Submission date: 2023-03-06
Final revision date: 2023-11-11
Acceptance date: 2024-02-04
Online publication date: 2024-02-06
Publication date: 2024-02-06
Corresponding author
Abdelhakim Azzedine
Mathematical Modeling and Numerical Simulation Research Laboratory, Faculty of Sciences, Badji Mokhtar University, BP12, Annaba, Algeria.
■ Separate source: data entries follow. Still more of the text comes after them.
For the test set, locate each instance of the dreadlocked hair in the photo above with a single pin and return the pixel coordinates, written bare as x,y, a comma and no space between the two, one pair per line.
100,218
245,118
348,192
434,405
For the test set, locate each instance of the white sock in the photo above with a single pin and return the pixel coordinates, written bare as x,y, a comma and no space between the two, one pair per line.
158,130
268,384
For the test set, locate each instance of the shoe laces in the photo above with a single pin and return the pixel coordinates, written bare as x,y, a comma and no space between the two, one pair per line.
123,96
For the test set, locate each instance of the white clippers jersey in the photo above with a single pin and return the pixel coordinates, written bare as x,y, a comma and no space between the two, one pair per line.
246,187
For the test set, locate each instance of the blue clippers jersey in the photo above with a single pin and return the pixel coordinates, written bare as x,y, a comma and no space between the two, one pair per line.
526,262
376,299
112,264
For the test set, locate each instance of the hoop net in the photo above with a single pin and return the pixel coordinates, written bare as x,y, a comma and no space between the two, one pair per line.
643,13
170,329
Diagnostyka 2024;25(1):2024213
KEYWORDS
TOPICS
ABSTRACT
A highly complex dynamic non-linear reactor is the blast furnace iron manufacturing system. It has potential hazards like carbon monoxide, wide variety of chemical reactions, fire, high pressure and explosion, noise, split and fall, hot metal sparks, emission of air contaminants like particulate matter, hit etc. To do work safely, organization must take the required measures to manage the risks and their effects. The approach for risk assessment discussed in this paper aims to increase blast furnace safety performance and prevent workers from accidents. This approach uses probability distribution and an improved machine learning techniques such as radial basis function artificial neural networks (RBANN). The novelty here is to calculate a multivariate risk using a proposed method, namely exponential smoothing combined with radial basis function artificial neural networks (ES-RBANN). To identify their limits, the results of a research comparing conventional and novel techniques are confirmed using real data collected from the steel production operations ArcelorMittal-Annaba, Algeria.
ACKNOWLEDGEMENTS
The authors are extremely appreciative to ArcelorMittal Annaba Algeria for supplying the reliable data necessary to complete this modest work.
FUNDING
This research received no external funding.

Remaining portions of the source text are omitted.